La privation de sommeil est donc réservée à des cas très spécifiques. À l’hôpital psychiatrique du Vinatier à Lyon où le Dr Bation a exercé, ce traitement est proposé à des patients en échec thérapeutique. «Pour eux, l’étape suivante est l’électroconvulsivothérapie, anciennement appelée électrochocs. Mais l’attente pour être pris en charge étant un peu longue, on utilise la privation de sommeil pour les soulager temporairement, en alternant nuits de sommeil et nuits écourtées pendant deux semaines», explique-t-il.
Le revers de l’efficacité spectaculaire de la privation de sommeil est son caractère transitoire, car les bénéfices s’estompent dès que le patient recommence à dormir. «Le problème, c’est qu’on ne sait pas exactement comment ça marche, souligne le Dr Geoffroy. L’une des hypothèses est que la nuit blanche réinitialiserait l’horloge biologique interne du patient, perturbée chez les patients déprimés.»
Un progrès majeur
«Chez les personnes en dépression, certains phénomènes biologiques se manifestent prématurément, comme le pic de cortisol qui stimule l’organisme le matin et l’élévation matinale de la température, détaille le Pr Corruble. Ces patients se réveillent d’ailleurs très tôt avec des symptômes de dépression maximum, comme une forte anxiété.»
Ces pistes de recherche conduisent à tenter de prolonger les bénéfices de la privation de sommeil avec de la luminothérapie (le patient est exposé à une forte lumière le matin).
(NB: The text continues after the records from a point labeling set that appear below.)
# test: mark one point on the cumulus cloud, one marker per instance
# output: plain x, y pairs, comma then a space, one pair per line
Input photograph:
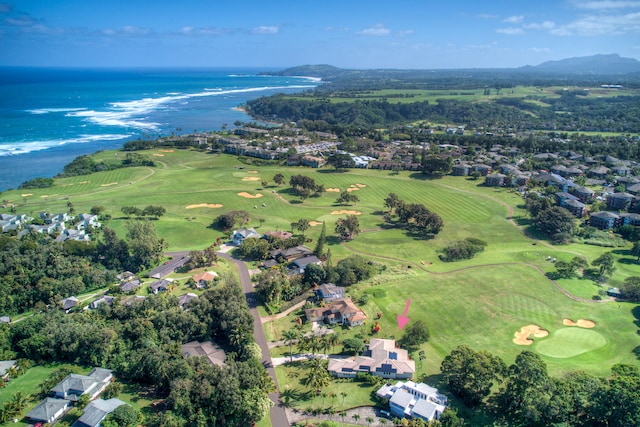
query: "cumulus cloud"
546, 25
514, 19
377, 30
511, 31
127, 31
607, 4
266, 29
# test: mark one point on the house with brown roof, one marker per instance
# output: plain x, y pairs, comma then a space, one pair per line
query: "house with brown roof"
214, 353
381, 358
204, 279
342, 311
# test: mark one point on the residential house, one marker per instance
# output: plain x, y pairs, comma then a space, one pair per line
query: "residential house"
328, 292
75, 385
214, 353
495, 180
96, 411
301, 264
381, 359
184, 300
340, 311
48, 411
105, 299
72, 234
586, 195
630, 219
482, 168
130, 285
605, 220
312, 161
462, 169
69, 303
86, 221
204, 279
576, 207
414, 400
620, 200
599, 172
160, 285
5, 367
277, 235
244, 233
290, 254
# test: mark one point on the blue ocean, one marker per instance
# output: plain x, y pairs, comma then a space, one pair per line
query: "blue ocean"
50, 116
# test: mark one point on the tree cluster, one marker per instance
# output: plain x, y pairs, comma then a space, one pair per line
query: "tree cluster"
141, 342
41, 272
462, 249
414, 217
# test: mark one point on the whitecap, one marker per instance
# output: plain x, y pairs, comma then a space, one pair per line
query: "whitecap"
23, 147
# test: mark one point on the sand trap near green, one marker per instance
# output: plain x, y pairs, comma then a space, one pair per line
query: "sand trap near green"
570, 342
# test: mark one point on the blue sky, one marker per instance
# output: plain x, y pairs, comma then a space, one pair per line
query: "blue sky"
345, 33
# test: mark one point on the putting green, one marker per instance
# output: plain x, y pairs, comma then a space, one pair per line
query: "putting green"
570, 342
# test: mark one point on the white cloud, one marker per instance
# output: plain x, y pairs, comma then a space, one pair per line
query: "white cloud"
510, 31
541, 50
514, 19
607, 4
127, 31
595, 25
377, 30
546, 25
266, 29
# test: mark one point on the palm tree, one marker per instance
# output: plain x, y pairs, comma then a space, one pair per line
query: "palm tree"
289, 338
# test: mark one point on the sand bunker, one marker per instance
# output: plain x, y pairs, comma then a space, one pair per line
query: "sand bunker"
249, 196
204, 205
343, 212
581, 323
522, 336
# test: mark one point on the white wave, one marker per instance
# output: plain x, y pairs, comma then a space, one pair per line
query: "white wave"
133, 114
23, 147
53, 110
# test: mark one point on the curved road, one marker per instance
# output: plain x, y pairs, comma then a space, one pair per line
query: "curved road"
278, 415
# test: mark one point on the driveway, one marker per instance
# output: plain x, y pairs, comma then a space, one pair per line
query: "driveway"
278, 415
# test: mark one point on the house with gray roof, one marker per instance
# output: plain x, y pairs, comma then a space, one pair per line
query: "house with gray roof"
96, 411
49, 410
75, 385
414, 400
381, 358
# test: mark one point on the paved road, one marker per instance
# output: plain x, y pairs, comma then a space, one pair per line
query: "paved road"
278, 415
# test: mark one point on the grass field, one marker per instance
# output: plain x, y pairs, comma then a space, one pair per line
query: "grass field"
480, 302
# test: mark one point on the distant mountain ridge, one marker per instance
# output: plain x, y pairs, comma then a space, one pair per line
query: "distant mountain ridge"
601, 64
595, 64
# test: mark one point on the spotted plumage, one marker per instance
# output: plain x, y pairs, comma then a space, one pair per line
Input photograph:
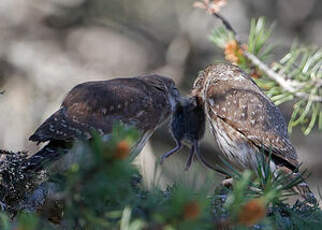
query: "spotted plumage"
238, 110
144, 102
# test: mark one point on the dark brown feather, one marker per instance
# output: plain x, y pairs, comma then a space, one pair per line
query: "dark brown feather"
232, 96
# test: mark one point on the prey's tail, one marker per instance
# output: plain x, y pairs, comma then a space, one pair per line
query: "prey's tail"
46, 156
304, 191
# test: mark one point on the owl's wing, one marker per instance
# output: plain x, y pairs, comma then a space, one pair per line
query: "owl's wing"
97, 105
241, 104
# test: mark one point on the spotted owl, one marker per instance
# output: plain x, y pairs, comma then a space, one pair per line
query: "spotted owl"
244, 121
145, 102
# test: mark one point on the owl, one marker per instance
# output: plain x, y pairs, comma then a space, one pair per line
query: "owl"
244, 121
144, 102
187, 126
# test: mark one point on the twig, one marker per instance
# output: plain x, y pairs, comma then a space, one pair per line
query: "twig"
287, 85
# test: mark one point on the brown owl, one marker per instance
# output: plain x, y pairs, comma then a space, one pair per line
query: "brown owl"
145, 102
244, 120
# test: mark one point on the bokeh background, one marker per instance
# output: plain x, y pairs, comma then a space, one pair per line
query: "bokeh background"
48, 46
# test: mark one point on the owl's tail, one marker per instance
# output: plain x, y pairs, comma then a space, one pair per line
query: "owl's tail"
45, 156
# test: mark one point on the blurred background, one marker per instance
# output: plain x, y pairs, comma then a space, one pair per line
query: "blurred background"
49, 46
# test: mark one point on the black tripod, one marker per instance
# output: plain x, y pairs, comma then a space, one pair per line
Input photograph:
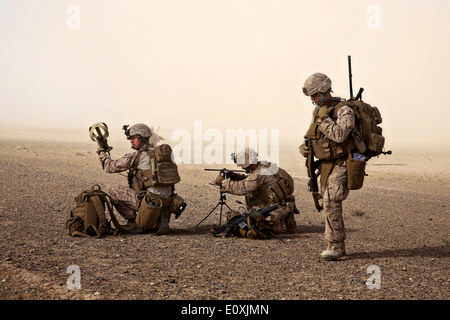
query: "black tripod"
221, 203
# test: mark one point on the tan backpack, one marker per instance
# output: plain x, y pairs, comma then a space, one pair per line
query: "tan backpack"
88, 218
367, 129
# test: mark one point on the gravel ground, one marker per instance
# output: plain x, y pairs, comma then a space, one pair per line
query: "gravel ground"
396, 225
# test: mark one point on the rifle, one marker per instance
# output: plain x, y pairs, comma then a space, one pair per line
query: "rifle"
311, 167
241, 221
359, 94
225, 172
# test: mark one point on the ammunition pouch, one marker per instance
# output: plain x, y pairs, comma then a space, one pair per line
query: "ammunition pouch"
163, 171
149, 210
177, 205
355, 171
324, 148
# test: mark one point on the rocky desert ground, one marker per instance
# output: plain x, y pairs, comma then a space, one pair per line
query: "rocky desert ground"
397, 233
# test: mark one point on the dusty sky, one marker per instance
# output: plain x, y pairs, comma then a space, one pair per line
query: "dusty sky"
229, 64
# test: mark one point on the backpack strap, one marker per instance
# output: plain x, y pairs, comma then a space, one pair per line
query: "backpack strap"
113, 217
101, 215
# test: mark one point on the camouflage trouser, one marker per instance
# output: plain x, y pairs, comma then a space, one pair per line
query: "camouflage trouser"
124, 199
282, 218
334, 193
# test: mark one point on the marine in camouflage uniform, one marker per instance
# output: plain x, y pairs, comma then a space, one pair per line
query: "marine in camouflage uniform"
336, 126
123, 197
255, 187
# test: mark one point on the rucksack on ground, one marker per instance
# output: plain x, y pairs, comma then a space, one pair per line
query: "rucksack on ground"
88, 218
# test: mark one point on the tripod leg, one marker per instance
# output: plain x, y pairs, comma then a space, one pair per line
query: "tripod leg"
208, 215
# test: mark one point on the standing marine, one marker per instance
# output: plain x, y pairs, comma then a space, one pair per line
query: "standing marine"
327, 137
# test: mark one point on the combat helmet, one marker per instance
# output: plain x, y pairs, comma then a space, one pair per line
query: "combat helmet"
245, 157
317, 83
140, 129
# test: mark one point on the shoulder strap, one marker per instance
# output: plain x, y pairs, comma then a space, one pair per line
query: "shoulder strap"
113, 217
101, 215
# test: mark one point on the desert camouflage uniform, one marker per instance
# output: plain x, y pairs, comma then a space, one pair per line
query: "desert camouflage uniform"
256, 181
335, 190
124, 198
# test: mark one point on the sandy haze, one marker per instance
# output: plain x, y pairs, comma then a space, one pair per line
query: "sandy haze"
398, 222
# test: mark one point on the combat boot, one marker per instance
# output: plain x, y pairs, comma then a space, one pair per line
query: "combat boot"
290, 224
163, 227
132, 228
334, 251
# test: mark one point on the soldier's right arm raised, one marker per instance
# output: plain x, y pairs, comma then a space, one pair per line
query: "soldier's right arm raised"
119, 165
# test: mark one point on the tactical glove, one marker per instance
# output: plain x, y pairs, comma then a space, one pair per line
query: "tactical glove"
304, 150
219, 179
103, 145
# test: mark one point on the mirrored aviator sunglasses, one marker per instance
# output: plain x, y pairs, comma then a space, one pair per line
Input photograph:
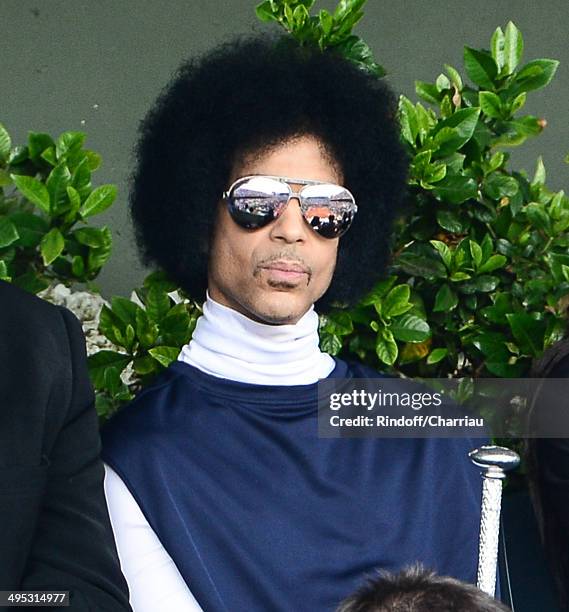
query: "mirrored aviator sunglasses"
255, 201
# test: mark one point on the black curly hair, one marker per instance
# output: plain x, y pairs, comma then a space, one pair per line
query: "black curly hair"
243, 98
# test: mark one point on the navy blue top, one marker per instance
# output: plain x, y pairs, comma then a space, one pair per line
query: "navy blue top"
259, 514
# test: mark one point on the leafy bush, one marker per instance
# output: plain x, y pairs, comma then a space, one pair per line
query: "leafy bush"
45, 191
148, 331
479, 280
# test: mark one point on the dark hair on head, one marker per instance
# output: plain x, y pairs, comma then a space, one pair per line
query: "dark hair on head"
240, 99
416, 590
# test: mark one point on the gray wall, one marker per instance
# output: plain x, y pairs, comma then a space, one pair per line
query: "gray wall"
97, 65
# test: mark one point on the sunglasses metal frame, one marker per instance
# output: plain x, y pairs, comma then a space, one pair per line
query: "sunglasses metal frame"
292, 194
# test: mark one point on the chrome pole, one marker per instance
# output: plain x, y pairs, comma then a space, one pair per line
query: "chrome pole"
495, 461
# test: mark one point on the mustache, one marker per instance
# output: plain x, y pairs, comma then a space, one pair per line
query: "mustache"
283, 256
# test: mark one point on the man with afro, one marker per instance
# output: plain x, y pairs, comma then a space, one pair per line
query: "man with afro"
268, 177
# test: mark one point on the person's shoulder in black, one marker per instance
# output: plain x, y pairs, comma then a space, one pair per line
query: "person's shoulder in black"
55, 532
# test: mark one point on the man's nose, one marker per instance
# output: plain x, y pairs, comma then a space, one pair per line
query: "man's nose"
290, 226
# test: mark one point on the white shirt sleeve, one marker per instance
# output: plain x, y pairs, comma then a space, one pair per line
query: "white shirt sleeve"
154, 582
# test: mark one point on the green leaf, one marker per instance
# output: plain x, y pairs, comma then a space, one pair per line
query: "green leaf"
110, 325
4, 272
528, 332
443, 251
492, 263
437, 355
497, 47
396, 302
74, 198
18, 155
99, 200
56, 184
31, 282
513, 48
419, 265
540, 173
428, 92
456, 189
463, 122
5, 143
264, 11
535, 75
146, 331
538, 217
450, 221
480, 67
164, 355
33, 190
99, 256
442, 82
81, 179
410, 328
386, 347
31, 228
8, 232
93, 160
518, 103
490, 104
476, 253
445, 300
51, 246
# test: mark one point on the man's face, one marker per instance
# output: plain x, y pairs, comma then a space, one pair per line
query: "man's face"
251, 270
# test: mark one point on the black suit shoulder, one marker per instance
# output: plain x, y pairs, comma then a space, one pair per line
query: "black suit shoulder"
56, 530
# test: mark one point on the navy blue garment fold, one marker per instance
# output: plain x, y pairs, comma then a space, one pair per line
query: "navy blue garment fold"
259, 514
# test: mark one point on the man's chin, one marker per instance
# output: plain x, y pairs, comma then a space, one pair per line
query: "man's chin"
281, 308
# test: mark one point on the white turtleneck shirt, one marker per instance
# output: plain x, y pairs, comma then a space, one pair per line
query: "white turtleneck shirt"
229, 345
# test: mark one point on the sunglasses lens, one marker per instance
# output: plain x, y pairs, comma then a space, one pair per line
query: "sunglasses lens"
257, 201
329, 209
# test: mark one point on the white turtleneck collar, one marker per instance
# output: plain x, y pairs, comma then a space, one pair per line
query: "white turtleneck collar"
227, 344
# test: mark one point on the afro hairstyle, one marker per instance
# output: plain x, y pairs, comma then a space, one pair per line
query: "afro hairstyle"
240, 99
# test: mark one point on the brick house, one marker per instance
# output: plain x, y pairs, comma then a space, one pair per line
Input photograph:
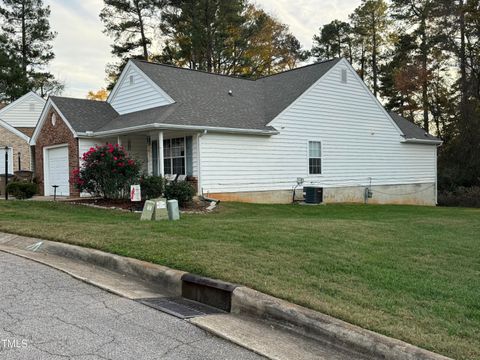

Certaines équipes ont aussi recours à la stimulation cérébrale magnétique ou à l’électroconvulsivothérapie et, bien sûr, aux médicaments antidépresseurs.
Mais les résultats sont encore insatisfaisants et le Graal reste à découvrir. «L’existence d’un traitement antidépresseur efficace rapidement chez 50 % des patients serait un progrès majeur dans la pratique clinique, si nous trouvons des moyens de faire perdurer les effets dans le temps», résume le Pr Philip Gehrman.